Com a ausência da Minusma e com clara intenção de se afastar do governo francês, por anos presente na região numa relação de tutela neocolonial, o governo do Mali passou a trabalhar em alternativas para estruturar o combate aos grupos fundamentalistas e aos separatistas tuaregues. Nessa conjuntura, além da construção das alianças regionais com Burkina Faso e Níger, que culminou na Confederação nomeada de Aliança dos Estados do Sahel (AES), Assimi Goïta passou a estreitar relações com a Federação Russa e o Grupo Wagner. Presente na região desde que a junta assumiu o poder, os mercenários atuaram ativamente na expulsão do CSP-DPA da região de Kidal em novembro de 2023, onde historicamente se concentravam, o que representava, portanto, um dos pilares para unidade nacional buscada por Goïta e os militares no poder. É nesse sentido que as forças tuaregues passam a contar com certo apoio de forças ocidentais que compunham a Minusma, especialmente Ucrânia e França.

Presidente de transição do Mali, Coronel Assimi Goïta. Reprodução: France 24

Chefe da Diretoria Principal de Inteligência do Ministério da Defesa da Ucrânia (HUR), Kyrylo Budanov declarou em abril de 2024 ao Washington Post que “Nós [Serviço Secreto Ucraniano] realizamos operações para enfraquecer o potencial militar da Rússia sempre que possível – por que a África deveria ser uma exceção?”. A fala vem a tona num momento de intensificação das relações russas com os países da África Ocidental e a ampliação da presença militar na região através da Legião Africana, formada por ex-membros do Grupo Wagner após a morte de Yevgeny Prigozhin, em agosto de 2023.
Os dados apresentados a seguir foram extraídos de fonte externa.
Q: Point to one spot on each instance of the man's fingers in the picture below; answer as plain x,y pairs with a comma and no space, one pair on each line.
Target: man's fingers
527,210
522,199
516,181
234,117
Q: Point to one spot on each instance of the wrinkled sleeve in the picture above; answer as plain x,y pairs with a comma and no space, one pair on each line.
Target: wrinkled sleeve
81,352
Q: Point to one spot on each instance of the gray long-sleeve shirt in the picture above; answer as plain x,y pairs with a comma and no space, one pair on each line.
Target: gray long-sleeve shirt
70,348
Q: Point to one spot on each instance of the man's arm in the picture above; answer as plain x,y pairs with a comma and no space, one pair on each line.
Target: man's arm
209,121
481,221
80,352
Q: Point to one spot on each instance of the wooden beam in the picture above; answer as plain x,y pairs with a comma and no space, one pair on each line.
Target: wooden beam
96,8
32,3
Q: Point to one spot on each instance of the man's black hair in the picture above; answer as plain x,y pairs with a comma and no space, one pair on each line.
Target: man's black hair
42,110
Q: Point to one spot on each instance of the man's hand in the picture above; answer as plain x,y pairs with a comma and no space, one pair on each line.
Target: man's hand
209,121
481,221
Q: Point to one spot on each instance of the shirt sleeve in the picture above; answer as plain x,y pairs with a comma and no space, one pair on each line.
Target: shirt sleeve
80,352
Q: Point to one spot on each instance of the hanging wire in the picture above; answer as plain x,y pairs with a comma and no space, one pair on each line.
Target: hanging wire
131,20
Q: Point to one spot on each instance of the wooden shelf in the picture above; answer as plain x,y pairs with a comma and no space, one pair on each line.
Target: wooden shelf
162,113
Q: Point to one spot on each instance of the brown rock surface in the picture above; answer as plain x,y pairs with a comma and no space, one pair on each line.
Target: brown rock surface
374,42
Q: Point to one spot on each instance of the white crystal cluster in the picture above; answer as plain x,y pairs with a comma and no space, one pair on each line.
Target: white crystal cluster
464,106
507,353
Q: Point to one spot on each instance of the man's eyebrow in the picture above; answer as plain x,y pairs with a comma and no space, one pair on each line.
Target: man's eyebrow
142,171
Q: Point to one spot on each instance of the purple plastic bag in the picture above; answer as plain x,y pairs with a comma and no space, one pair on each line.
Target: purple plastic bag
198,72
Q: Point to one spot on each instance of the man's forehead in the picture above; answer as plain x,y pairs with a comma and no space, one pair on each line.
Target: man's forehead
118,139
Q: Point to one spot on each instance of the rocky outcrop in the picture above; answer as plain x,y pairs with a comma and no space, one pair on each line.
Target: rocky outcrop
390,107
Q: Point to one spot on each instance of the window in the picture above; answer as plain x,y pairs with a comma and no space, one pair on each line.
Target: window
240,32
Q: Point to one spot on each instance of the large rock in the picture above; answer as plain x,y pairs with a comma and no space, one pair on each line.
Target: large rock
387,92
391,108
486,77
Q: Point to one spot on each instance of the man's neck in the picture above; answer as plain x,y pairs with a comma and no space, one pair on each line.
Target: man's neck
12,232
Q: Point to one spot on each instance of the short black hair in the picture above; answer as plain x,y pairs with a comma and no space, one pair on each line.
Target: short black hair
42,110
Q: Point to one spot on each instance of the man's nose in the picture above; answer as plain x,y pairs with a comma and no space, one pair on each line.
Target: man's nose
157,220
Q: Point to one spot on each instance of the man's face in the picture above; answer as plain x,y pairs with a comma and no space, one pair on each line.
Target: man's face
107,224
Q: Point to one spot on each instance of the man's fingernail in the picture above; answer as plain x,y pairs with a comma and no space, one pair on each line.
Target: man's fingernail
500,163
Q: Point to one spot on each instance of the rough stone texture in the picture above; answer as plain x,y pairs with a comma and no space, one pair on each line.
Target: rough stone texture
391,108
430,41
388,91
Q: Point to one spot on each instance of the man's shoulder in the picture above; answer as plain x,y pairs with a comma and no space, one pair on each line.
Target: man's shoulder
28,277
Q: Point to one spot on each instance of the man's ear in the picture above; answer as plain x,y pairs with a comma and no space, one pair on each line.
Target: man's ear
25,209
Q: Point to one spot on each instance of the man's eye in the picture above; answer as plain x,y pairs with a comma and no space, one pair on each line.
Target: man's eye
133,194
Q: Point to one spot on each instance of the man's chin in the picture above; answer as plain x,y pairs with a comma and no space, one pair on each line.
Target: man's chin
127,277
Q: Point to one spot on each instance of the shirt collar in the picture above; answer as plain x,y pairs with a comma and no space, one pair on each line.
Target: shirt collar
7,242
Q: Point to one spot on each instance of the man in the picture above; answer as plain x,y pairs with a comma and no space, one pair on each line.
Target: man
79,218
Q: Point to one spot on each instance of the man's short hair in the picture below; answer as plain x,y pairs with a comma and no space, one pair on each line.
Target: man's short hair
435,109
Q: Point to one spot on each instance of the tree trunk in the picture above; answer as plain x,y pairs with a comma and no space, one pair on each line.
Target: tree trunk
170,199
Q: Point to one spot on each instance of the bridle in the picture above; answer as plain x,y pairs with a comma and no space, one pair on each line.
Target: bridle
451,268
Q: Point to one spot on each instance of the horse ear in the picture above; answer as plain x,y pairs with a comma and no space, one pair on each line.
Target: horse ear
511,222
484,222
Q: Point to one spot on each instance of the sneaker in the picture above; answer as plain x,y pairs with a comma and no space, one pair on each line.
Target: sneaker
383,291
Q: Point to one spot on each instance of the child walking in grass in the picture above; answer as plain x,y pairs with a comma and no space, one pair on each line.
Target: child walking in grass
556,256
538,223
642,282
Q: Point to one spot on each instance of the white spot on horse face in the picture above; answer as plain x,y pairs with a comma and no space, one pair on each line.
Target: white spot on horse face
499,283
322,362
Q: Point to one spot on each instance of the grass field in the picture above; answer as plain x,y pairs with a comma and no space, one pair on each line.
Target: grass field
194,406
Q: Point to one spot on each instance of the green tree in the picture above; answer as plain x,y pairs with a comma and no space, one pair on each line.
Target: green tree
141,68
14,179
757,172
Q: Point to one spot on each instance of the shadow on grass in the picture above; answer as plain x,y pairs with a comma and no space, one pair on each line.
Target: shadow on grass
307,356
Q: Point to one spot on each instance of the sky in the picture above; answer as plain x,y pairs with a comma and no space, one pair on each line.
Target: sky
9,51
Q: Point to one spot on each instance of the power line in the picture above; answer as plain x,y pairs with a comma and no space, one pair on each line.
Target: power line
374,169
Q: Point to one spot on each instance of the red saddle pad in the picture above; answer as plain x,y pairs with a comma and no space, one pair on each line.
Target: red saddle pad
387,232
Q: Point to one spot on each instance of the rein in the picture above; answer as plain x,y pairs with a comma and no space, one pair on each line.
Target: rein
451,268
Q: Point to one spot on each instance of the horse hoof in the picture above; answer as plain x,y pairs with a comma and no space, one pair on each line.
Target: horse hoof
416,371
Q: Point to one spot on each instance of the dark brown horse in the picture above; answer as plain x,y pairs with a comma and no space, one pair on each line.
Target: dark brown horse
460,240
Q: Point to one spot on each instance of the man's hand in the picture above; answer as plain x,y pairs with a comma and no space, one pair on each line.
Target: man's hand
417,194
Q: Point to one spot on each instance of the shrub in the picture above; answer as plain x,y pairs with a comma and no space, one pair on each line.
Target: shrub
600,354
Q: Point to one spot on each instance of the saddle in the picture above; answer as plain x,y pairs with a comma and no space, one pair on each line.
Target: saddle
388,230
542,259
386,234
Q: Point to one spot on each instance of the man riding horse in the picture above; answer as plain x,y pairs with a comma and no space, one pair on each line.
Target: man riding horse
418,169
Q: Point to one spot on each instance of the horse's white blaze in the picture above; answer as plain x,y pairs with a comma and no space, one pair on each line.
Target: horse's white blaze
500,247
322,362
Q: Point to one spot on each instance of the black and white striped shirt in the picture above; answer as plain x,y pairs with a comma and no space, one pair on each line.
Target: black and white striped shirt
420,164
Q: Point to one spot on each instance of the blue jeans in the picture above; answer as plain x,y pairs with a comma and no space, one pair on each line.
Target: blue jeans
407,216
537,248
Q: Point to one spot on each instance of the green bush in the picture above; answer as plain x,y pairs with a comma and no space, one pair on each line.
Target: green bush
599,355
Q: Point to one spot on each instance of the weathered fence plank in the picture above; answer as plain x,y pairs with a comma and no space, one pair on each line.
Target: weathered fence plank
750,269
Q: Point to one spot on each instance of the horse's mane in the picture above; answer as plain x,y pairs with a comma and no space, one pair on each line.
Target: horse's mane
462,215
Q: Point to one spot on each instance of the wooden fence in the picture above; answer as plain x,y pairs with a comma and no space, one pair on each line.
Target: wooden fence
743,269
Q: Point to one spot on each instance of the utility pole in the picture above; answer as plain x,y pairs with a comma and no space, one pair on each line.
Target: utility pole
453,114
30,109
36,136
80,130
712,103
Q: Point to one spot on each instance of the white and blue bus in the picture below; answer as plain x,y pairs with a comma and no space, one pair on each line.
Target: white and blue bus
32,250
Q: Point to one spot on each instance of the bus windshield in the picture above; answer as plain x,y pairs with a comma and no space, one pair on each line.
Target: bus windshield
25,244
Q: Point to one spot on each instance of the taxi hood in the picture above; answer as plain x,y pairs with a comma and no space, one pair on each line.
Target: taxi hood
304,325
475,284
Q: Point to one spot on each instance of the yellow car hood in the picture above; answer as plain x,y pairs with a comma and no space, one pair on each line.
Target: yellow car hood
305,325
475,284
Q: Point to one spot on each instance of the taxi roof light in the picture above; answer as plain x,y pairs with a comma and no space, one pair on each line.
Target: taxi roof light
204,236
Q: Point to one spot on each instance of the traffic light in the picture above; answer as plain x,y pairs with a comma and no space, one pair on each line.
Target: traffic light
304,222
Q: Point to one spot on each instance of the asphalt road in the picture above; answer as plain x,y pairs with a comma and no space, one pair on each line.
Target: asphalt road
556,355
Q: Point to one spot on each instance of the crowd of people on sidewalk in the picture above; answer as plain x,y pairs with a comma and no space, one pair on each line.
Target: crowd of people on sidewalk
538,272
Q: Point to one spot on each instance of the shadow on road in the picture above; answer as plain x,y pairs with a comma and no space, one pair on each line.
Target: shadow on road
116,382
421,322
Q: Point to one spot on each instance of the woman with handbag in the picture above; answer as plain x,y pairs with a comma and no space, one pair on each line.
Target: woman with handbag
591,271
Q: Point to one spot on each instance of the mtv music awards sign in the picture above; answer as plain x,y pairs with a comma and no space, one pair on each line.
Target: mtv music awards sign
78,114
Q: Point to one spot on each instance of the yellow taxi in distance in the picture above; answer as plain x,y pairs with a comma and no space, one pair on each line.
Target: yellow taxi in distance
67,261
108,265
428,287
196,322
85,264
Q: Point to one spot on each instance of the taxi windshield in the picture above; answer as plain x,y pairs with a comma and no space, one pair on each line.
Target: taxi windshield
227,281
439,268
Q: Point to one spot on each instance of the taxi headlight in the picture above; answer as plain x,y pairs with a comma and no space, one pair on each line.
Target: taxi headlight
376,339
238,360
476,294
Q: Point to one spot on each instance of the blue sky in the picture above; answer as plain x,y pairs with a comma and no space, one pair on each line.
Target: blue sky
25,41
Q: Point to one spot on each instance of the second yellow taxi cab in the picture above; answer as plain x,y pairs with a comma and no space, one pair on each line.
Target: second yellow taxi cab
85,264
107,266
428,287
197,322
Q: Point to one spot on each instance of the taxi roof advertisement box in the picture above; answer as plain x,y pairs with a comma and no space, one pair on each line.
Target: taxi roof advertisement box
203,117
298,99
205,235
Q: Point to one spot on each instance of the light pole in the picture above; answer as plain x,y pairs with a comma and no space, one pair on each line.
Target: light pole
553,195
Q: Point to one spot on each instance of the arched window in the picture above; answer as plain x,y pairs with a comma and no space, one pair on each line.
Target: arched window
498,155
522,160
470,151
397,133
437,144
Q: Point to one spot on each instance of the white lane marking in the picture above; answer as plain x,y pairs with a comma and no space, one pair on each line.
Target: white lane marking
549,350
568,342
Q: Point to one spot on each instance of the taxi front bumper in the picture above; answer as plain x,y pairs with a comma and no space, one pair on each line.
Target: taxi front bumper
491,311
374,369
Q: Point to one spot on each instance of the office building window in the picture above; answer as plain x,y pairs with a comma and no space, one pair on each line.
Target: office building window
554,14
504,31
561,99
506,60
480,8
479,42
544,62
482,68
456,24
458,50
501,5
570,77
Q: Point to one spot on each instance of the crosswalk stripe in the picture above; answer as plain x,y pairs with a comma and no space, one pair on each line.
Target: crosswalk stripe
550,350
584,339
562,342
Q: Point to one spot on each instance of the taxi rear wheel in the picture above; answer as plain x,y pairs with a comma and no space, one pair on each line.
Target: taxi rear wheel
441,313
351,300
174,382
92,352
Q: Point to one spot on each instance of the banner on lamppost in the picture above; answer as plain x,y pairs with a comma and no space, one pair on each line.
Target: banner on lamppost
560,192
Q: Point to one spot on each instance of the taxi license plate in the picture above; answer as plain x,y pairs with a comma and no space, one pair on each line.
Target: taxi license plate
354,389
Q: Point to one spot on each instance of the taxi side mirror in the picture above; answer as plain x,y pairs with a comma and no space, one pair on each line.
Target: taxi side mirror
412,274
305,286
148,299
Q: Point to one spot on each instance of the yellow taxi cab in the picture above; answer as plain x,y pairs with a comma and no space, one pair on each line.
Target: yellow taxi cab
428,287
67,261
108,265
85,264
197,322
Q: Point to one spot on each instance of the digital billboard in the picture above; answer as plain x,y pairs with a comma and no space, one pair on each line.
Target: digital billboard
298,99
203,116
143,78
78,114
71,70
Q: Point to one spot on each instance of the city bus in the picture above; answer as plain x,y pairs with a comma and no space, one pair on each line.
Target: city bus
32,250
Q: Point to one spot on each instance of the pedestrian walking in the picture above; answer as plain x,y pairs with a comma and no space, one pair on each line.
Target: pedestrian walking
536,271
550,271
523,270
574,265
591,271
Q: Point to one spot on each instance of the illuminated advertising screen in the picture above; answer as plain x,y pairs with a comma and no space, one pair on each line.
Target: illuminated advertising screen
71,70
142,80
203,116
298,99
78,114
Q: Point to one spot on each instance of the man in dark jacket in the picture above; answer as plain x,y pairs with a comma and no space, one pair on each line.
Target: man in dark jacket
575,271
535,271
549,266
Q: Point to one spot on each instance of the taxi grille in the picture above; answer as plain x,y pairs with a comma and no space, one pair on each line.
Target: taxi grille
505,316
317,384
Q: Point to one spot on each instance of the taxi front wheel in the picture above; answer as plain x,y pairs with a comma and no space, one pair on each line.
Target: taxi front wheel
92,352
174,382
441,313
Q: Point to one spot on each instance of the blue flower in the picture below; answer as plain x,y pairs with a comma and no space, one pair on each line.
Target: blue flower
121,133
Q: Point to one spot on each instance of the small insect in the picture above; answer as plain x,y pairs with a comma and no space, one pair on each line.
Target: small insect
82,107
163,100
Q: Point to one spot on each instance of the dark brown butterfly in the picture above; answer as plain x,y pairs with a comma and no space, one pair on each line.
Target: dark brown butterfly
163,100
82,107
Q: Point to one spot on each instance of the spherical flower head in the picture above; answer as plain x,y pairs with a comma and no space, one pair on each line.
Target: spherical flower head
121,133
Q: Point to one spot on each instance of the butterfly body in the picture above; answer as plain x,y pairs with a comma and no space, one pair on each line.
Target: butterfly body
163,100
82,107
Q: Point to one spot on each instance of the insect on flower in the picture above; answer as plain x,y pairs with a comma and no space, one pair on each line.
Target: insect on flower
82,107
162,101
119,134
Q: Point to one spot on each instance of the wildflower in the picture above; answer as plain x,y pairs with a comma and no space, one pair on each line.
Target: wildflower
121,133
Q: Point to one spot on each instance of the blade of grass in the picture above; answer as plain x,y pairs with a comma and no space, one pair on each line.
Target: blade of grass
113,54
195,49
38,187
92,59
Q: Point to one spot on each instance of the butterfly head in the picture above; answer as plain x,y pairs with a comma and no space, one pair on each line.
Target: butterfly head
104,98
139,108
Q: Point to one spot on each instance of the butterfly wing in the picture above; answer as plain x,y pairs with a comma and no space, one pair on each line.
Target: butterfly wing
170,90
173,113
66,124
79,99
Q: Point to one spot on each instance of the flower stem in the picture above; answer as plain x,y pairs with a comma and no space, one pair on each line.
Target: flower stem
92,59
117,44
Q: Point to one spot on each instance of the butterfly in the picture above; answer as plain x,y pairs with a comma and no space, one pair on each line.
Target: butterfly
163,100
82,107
Já no dia de 29 de julho, simultânea à declaração de Andri Yussov que as forças tuaregues teriam recebido “informações valiosas”, o jornal Kyiv Post, porta voz do governo ucraniano em língua inglesa, publicou uma foto de combatentes tuaregues segurando uma bandeira da Ucrânia após o conflito com o Grupo Wagner e as Forças Armadas do Mali.

Para completar a série de acontecimentos que agudizaram a crise entre Mali e Ucrânia, o embaixador ucraniano no Senegal, Yurii Pyvovarov, publicou em suas redes sociais comentários favoráveis aos grupos fundamentalistas e separatistas da região, o que levou a sua convocação pelas autoridades senegalesas, mesmo este tendo apagado as postagens momentos depois. O governo senegalês, por sua vez, condenou a fala de Andri Yussov, caracterizando-a como um ataque à soberania do Mali.

Anunciando publicamente o rompimento das relações com a Ucrânia, o coronel Abdoulaye Maïga apontou a ligação do país com neonazistas, materializado no Corpo Voluntário Russo e no Regimento Azov. Ainda, afirmou que o apoio internacional à Ucrânia significa apoio ao terrorismo internacional, acusando Andri Yussov e Yurii Pyvovarov de terrorismo e apologia ao terrorismo. Dessa forma, o governo do Mali sobe o tom contra os aliados da Ucrânia no ocidente, fazendo com que o conflito ganhe maiores proporções fora do continente europeu.

Dois dias após a decisão da junta militar do Mali, o governo do Níger anunciou através de seu porta voz, Coronel Amadou Abdramane, o rompimento das relações com a Ucrânia em solidariedade ao povo e ao governo do Mali. Além disso, o governo nigerino anunciou que apresentará as denúncias da agressão ucraniana à soberania dos países no Sahel ao Conselho de Segurança da ONU.

O governo russo, por sua vez, reafirmou seu apoio irrestrito ao governo do Mali. Em ligação com Abdoulaye Diop, Ministro das Relações Exteriores do Mali, Sergei Lavrov garantiu o apoio a Bamako, condenando as declarações do porta-voz ucraniano.